It is time to plant the first few seeds indoors. That is usually the best single day of the season (well, maybe eating the 1st ripe tomato is, too). So I took my seed tray out of the fridge, opened the index card tray of which seeds to plant (more on that later), and went to open my seed list. Hmm, the seed list isn't there in the seed tray. So I looked around at likely spots. Couldn't find it...
OK, I should explain my system... Several years ago, I got tired of trying to remember when I should plant seeds of each crop. I sat down and thought about a system for such stuff. The 1st thing I decided was that knowing when each type of seed should be planted depended on the average last frost date (AKFD). 8 weeks before ALFD, 4 weeks, plus-two weeks, etc. And I needed a quick reference for how deep, what kind of light, germination time, etc.
ALFD was easy to determine (April 20 here).
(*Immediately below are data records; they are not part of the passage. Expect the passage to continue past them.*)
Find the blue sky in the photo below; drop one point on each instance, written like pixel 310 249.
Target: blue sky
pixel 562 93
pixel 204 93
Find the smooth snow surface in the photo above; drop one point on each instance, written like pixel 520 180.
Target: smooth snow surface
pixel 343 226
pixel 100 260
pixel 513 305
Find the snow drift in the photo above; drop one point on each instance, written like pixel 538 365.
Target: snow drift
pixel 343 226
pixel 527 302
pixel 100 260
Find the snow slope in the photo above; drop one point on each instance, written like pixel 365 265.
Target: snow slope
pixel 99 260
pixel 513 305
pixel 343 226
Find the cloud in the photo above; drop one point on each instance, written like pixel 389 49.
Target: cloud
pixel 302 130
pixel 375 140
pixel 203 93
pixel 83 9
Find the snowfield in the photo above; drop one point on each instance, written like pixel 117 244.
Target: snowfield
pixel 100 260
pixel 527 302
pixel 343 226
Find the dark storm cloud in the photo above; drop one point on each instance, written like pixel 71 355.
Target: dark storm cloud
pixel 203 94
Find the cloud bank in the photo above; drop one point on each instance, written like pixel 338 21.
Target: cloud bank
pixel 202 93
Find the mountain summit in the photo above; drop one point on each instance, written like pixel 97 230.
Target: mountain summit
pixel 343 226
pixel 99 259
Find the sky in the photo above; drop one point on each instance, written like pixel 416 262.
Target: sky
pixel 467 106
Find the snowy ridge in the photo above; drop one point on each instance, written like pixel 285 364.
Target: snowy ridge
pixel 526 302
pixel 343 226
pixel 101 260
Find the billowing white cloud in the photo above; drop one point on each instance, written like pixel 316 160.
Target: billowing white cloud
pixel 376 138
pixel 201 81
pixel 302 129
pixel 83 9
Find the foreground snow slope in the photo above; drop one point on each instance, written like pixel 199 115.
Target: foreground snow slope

So I took a calendar and marked the Saturdays plus or minus from the ALFD. Two weeks before ALFD is -2; four weeks after is +4, etc.
Then I bought index cards and dividers. I marked all the dividers with - or + week numbers (-12 through +12). Then I designed a card template suitable for all crops. The top line names the crop and the - or + weeks from ALFD. The next line says what action is required ("plant seed inside", "transplant to larger pot", "transplant outside", plant seed outside", etc.
Notes on the further lines mention unique requirements regarding fertilizer, transplant depth, spacing, etc. For example, there are individual cards for initial tomato seeds planted inside, (-8 weeks) inside transplant (-4 weeks), and outside transplant (+2 weeks) all based on ALFD. So on each weekend, I look at the marked calendar to see the - or + week number, open my index card box, and take out all the cards with that number. Then I now exactly what I have to do for the day...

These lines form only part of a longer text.